Table 1 Individual OD Measurements at 570 nm

	A (OD570)	B (OD570)
Negative control OD570 measurement 1 OD570 measurement 2	1.7810 1.7333	1.7445 1.7186
The test item OD570 measurement 1 OD570 measurement 2	0.1509 0.1503	0.1248 0.1254
Positive control OD570 measurement 1 OD570 measurement 2	0.1876 0.1887	0.3251 0.3224

OD = Optical density

Duplicate exposures are indicated by A and B.

Table 2 Historical data

	Negative control (absorption; OD570)	Positive control (absorption; OD570)	Positive control (viability; %)
Range	1.077 – 1.805	0.029 – 0.793	2.11 – 48.25
Mean	1.52	0.42	26.86
SD	0.21	0.23	14.11
n	16	16	16

SD = Standard deviation

n = Number of observations

The above mentioned historical control data range of the controls were obtained by collecting all data over the period of January 2013 to May 2017.

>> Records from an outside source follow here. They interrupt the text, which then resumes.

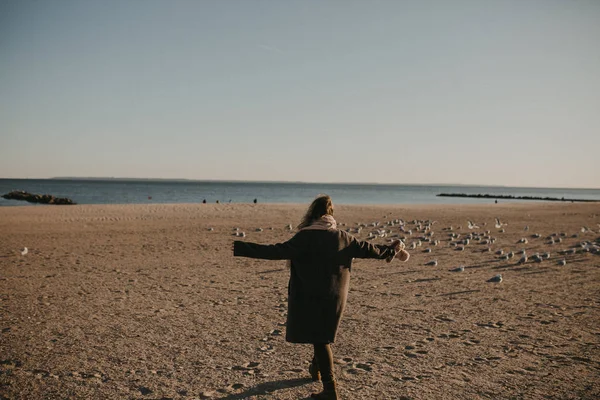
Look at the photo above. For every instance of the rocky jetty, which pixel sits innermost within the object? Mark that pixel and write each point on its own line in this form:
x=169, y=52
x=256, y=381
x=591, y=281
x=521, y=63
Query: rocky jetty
x=37, y=198
x=510, y=197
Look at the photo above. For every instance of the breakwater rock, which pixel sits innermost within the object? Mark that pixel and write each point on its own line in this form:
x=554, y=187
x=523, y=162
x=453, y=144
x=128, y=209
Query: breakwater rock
x=37, y=198
x=511, y=197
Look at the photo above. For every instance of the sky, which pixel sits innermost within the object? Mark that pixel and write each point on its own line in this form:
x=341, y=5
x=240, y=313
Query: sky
x=457, y=92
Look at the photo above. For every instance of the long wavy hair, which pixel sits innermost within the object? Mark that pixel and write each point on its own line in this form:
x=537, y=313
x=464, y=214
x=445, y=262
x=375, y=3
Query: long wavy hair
x=320, y=206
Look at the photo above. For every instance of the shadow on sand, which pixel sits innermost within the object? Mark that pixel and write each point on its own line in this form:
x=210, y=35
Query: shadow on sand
x=268, y=388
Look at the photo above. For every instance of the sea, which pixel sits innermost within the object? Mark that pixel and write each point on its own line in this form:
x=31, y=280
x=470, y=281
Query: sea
x=117, y=191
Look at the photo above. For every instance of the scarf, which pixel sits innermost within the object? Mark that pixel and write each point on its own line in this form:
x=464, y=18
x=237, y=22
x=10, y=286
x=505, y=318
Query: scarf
x=325, y=223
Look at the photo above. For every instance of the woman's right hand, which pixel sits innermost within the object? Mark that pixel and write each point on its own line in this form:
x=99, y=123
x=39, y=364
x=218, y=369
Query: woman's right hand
x=400, y=253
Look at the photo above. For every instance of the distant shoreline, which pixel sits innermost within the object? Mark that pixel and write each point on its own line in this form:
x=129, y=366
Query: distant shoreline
x=510, y=197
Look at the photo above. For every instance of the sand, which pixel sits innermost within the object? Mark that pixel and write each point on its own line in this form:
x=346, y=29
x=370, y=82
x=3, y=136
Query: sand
x=144, y=301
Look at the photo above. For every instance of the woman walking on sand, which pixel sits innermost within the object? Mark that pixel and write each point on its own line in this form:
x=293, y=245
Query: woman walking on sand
x=321, y=258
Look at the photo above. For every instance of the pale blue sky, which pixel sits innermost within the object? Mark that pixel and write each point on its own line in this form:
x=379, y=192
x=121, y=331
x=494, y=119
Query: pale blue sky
x=467, y=91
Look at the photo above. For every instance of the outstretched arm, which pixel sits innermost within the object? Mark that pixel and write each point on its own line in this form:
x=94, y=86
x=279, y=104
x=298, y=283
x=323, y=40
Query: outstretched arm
x=279, y=251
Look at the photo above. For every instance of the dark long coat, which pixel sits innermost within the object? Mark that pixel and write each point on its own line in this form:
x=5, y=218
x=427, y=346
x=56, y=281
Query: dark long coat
x=319, y=278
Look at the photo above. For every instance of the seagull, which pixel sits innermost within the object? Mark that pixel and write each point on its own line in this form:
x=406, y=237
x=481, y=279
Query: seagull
x=472, y=225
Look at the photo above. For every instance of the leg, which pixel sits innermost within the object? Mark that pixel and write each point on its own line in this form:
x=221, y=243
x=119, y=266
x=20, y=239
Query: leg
x=313, y=370
x=324, y=358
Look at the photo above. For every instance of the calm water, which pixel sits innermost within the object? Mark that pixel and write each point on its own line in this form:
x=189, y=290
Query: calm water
x=137, y=192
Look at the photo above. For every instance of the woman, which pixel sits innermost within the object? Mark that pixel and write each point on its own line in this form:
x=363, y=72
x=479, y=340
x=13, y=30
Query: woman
x=321, y=258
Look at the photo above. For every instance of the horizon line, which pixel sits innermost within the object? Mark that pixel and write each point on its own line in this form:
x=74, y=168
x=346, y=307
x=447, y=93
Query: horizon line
x=133, y=179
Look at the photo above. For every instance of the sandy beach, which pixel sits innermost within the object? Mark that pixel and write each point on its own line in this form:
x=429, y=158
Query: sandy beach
x=147, y=302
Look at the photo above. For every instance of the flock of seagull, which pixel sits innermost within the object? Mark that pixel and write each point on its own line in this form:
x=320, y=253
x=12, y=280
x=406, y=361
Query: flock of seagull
x=420, y=233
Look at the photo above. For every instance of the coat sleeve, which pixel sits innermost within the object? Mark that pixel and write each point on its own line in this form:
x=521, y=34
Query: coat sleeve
x=279, y=251
x=362, y=249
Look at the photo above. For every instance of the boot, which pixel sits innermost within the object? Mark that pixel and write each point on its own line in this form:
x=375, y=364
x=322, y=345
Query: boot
x=329, y=392
x=313, y=370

Applicant's summary and conclusion

Interpretation of results:

study cannot be used for classification

Remarks:

Potentially requiring classification and labelling according to UN GHS (Category 2 or Category 1).

Conclusions:

Based on the results of an in vitro skin corrosion EpiOcular test, Tetrahydro-6propyl-2H-pyran-2-one (delta octalactone) is potentially irritant or corrosive to the eyes with a mean cell viability of 5.6% compared to the negative control. Therefore, the test item potentially requires classification and labelling according to UN GHS (Category 2 or Category 1).